The London-based Conflict Armament Research report , released on Thursday, raises questions about Uganda’s support for neighbouring South Sudan’s government even as it promotes itself as a neutral negotiator in one of Africa’s deadliest conflicts.
South Sudan’s warring sides signed the peace agreement in September to end a five-year civil war that has killed nearly 400 000 people. Previous deals have collapsed in gunfire. The new report is a “forensic picture of how prohibitions on arms transfers to the warring parties have failed,” said Conflict Armament Research’s executive director, James Bevan.

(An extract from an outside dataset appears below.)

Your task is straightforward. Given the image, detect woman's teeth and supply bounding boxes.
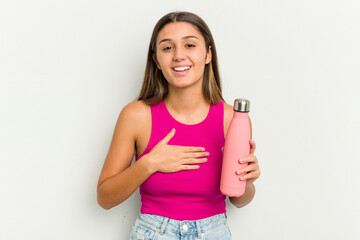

The report says Uganda bought arms and ammunition from at least three EU members – Bulgaria, Romania and Slovakia – that were diverted to South Sudan’s military and armed allies in Sudan. The transfers occurred before the United Nations Security Council imposed its own arms embargo on South Sudan earlier this year but well after the EU embargo.
With the Bulgarian weapons, “South Sudan arranged for Uganda to issue end-user certificates (the essential paperwork for an international arms transfer) … to make it look like these weapons were for the use of the Ugandan armed forces when in fact they were always destined for South Sudan,” said Mike Lewis, the head of regional operations for Conflict Armament Research.
It is less clear whether Uganda’s government, a key US security ally in the region, was complicit in the diversion of ammunition shipped to it from Romania and Slovakia in 2015, Lewis said. Some of the ammunition was discovered with Sudan-based militias allied with South Sudan’s military.
Uganda’s government did not reply to evidence sent to it, Lewis said. Uganda’s military spokesperson, Brigadier Richard Karemire, told The Associated Press he had not seen the report. “For us, we support the peace process in South Sudan,” he said.
South Sudan’s information minister Michael Makuei Lueth rejected the findings as fake. “We don’t even have money to buy arms and now we need money for the peace agreement,” he told the AP. He added: “How can they pass an arms embargo and expect others to abide by it? If the EU has passed an arms embargo that’s up to them, but we in African countries, we’re not a member of the EU and we’re not bound by it.”
As for the exporting countries, there is no suggestion they were complicit in, or even aware of, the diversion, the new report says.